The Common Redstart or Redstart (Phoenicurus phoenicurus), is a summer visitor in Europe. Its winter quarters are in north Africa. The Redstart is common in Great Britain but in Ireland it is very local. It is a bird of the woodlands and open park land. The subspecies P. p. samamisicus is found from the Crimean Peninsula through Turkey, the Middle East, and into Central Asia.
In many of its habits and actions the Redstart shows an affinity to the European Robin. It has the same general carriage, and chat-like behavior, and is the same size at 5.4 inches in length. The rich chestnut tail, from which it and other redstarts gets their names (start is an old word for tail), is always in motion. Among European birds, only the Black Redstart (Phoenicurus ochrurus) has a similar tail.
The male in summer has a slate-gray head and upperparts, except the rump and tail, which, like the flanks, underwing coverts and axillaries are orange-chestnut. The forehead and eye-stripe are white. The sides of the face and throat are black. The wings and the two central tail feathers are brown. The orange on the flanks shades to almost white on the belly. The bill and legs are black. In autumn, broad margins obscure the colors of the male, giving a washed-out appearance. The female is browner, with paler underparts. She lacks the black and slate, and her throat is whitish.

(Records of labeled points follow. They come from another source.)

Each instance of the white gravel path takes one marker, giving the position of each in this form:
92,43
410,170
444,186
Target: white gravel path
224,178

The male’s song is similar to that of the Robin, but never more than a prelude, since it has an unfinished, feeble ending. The Redstart feeds like a flycatcher, making aerial sallies after passing insects, and most of its food consists of winged insects. The call is chat-like and the alarm a plaintive single note, wheet, like that of the Winter Wren. Five or six light blue eggs are laid during May, and a second brood is rare.